More than 10,000 Iraqis have fled their homes since the start of an offensive to retake Mosul from ISIL this month, according to the UN.
That figure is just a fraction of the displacement that aid groups expect to see when Iraqi forces reach the city limits and some of the million-plus people thought to be inside attempt to flee.
“As the fighting gets closer to more populated areas, we’re starting to see more and more families flee the fighting,” Al Jazeera’s Stefanie Dekker, reporting from Erbil in northern Iraq, said.
“At least 1,000 people were evacuated by [Iraqi] counterterrorism forces from their villages,” Dekker added. “These are terrifying times for those people – their houses are shaking, and they are being caught in the crossfire.”
And while those evacuated by the elite Iraqi unit were guided to nearby camps, there “are no humanitarian corridors” to manage the thousands more being displaced, Dekker said.
“Many other people are making this terrifying journey on foot.”

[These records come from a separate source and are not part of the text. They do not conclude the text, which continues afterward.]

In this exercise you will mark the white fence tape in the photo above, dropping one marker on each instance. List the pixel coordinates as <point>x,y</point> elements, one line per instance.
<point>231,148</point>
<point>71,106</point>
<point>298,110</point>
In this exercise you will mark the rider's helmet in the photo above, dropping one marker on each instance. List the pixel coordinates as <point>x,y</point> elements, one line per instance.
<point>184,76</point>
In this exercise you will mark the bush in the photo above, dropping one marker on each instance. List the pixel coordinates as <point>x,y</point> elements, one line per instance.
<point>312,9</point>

But, though the number of displaced Iraqis has increased rapidly over the past two days, there was no sign an exodus of larger proportions was beginning.
The aid community has been scrambling to build camps and bring equipment to areas on the edges of the Mosul battlefield, a vast area where Iraqi forces are closing in on the Islamic State of Iraq and the Levant group (ISIL, also known as ISIS) from the north, east and south.
Strong resistance from ISIL has made the battle slow and dangerous, but Iraqi and Kurdish Peshmerga forces have retaken 90 villages and Iraqi government troops have reached within six kilometres of Mosul on the eastern front.
Iraqi forces on Thursday retook the town of Rutba in western Iraq, where Shia militias reportedly forcibly displaced 60 families who they accused of collaborating with ISIL.
Meanwhile, the Peshmerga have concentrated their attack in the northeast, on the town of Bashiqa.
US-led coalition forces have been supporting them by hitting parts of the town with air strikes.
The US Secretary of Defense, Ash Carter, said on Wednesday that despite the slow progress, there were no plans to add more troops to the battle.